ネフローゼ症候群〔ねふろーぜしょうこうぐん〕 家庭の医学

 ネフローゼ症候群を簡単にいえば、たんぱく尿が大量に出ている腎臓病です。腎臓病の多くにたんぱく尿がみとめられますが、そのなかでも1日3.5g以上の比較的大量のたんぱく尿(健康人においては最大でも1日のたんぱく尿は0.3g以下、通常の腎臓病では1日1g前後)がみられる場合は、どのような腎臓病であってもネフローゼ症候群と呼ばれます。
 なぜ「症候群」と名づけられたかというと、たんぱく尿が大量に出る結果、さまざまな異常が起こるからです。まず、たんぱく尿が大量に排出されてしまう結果、体内のアルブミン(血中のおもなたんぱく質)が少なくなります。症状として、浮腫(むくみ)が出現します。下肢に出ることが多いですが、それに限りません。時として全身に及ぶことがあり、さらには肺にも水がたまってくるために呼吸困難や労作時の息切れを起こすこともあります。
 また、血清アルブミンの低下に伴って肝臓での脂質合成がさかんになり、コレステロール値が通常の倍以上になることも珍しくありません。血中のコレステロール値は一般の人では200mg/dL以下がほとんどですが、ネフローゼ症候群の人では時に500mg/dL以上になることもあります。

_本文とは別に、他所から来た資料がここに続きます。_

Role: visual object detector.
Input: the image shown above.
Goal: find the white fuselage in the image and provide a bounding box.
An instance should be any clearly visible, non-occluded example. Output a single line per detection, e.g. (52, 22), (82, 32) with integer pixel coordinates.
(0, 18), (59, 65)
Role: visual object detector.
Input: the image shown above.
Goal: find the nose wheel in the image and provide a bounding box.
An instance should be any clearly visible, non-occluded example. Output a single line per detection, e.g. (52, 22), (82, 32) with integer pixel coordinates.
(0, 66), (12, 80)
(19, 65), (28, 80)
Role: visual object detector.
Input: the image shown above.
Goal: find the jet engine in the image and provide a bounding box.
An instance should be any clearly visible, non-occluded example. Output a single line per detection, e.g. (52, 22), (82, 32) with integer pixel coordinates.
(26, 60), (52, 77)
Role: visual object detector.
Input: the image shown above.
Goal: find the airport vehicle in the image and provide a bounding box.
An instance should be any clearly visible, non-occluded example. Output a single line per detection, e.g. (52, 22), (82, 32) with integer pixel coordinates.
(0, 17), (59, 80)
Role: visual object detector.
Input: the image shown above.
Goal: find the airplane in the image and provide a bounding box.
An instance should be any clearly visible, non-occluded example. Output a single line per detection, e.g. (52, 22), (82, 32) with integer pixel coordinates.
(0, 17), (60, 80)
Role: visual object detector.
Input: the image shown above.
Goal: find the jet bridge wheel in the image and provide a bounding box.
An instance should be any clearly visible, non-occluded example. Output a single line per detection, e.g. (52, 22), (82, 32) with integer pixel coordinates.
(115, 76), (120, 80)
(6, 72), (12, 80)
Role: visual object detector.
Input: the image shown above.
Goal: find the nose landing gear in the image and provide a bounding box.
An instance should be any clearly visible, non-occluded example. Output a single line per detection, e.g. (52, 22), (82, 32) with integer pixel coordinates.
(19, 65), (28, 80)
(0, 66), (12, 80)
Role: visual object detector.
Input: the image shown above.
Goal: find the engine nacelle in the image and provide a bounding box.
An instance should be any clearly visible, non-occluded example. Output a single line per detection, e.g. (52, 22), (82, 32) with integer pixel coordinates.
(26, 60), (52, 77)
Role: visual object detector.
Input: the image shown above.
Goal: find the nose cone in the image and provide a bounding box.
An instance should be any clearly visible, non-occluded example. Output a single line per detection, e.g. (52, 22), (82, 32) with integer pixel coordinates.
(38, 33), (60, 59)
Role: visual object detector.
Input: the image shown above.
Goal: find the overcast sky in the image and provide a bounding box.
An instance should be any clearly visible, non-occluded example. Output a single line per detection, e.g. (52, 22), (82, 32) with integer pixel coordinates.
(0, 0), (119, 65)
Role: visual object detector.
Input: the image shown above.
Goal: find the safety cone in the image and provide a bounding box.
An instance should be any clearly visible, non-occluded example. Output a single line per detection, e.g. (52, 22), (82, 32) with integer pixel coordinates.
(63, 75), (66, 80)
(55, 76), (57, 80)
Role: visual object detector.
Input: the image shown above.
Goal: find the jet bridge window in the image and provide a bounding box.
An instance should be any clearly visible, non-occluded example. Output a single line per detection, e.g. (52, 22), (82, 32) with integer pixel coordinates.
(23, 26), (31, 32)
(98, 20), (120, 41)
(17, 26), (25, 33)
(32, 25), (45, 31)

 ネフローゼ症候群はすべての腎臓病で起こりうるとしましたが、大きく2つに分けられています。腎臓そのものに主たる原因があり、腎臓以外の臓器はほとんど障害を受けていない一次性(原発性)ネフローゼ症候群と、腎臓以外の臓器あるいは腎臓をはじめとするいくつかの臓器に障害がみられる二次性ネフローゼ症候群です。

■一次性(原発性)ネフローゼ症候群
 一次性(原発性)ネフローゼ症候群は、腎臓の糸球体にさまざまな病変が生じることにより起こります。糸球体に起こってくる病変によって、①微小変化型ネフローゼ症候群、②巣状分節性糸球体硬化症、③膜性腎症、④増殖性糸球体腎炎に分けられています。
□微小変化型ネフローゼ症候群
 小学校高学年くらいより20歳前後までに発症が多いとされていますが、幼児でもまた高齢者でもみられる病気です。

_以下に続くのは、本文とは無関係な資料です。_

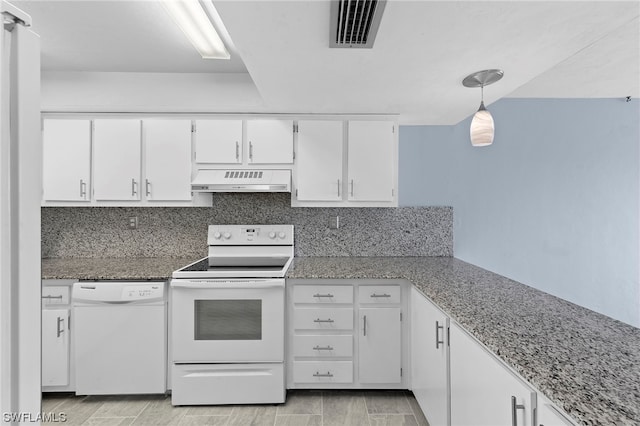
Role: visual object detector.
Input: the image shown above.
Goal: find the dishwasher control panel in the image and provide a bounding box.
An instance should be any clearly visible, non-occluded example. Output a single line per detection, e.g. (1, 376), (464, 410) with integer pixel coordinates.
(122, 284), (164, 300)
(71, 281), (166, 306)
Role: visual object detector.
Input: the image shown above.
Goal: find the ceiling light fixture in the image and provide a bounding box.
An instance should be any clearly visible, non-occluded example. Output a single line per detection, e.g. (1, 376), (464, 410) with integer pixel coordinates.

 発症すると、数日で急に全身にむくみが出現することが多いのですが、ゆっくりと出てくることもあります。この腎臓病の場合、血尿が出てくることは比較的まれで、たんぱく尿が陽性なだけがほとんどです。循環している血液量が急激に減少する(脱水、下痢など)と腎機能が低下し、尿がほとんど出なくなることもありますが、一般には病気が軽快するとともにほとんど回復します。

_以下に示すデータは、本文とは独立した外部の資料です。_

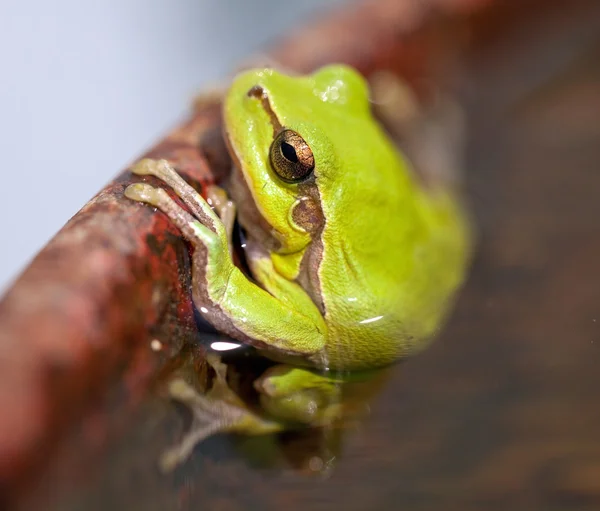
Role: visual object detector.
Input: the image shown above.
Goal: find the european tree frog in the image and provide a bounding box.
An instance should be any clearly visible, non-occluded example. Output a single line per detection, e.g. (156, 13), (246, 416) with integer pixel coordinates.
(126, 65), (469, 472)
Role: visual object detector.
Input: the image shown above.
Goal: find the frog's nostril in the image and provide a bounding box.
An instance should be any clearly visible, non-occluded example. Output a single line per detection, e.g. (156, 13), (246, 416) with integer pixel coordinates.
(246, 85), (265, 99)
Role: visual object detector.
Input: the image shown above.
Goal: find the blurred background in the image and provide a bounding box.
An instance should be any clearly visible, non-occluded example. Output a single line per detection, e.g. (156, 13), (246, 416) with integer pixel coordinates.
(0, 0), (348, 293)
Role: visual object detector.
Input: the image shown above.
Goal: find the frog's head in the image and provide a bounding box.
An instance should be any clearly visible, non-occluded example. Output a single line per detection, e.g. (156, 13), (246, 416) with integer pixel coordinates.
(224, 65), (390, 254)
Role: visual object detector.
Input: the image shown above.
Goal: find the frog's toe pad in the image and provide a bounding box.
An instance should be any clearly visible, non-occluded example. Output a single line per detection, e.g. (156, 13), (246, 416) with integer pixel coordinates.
(124, 183), (161, 205)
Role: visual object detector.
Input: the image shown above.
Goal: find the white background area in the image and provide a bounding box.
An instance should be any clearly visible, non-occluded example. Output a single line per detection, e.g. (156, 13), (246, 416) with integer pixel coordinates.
(0, 0), (341, 293)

 微小変化型ネフローゼ症候群では治療薬である副腎皮質ステロイド薬が効果を発揮し、ほとんどの場合、たんぱく尿も消え完治します。問題は、30~70%程度で再発がみられ、特に副腎皮質ステロイド薬の服用量が減ったり、中止したりすると再発をくり返すことがあります。
□巣状分節性糸球体硬化症
 巣状分節性糸球体硬化症はすべての年代にわたってみられ、移植腎で再発をくり返すことがあります。
 発症は微小変化型ネフローゼ症候群に似ています。しばしば微小変化型ネフローゼ症候群として治療されていることもあり、注意が必要です。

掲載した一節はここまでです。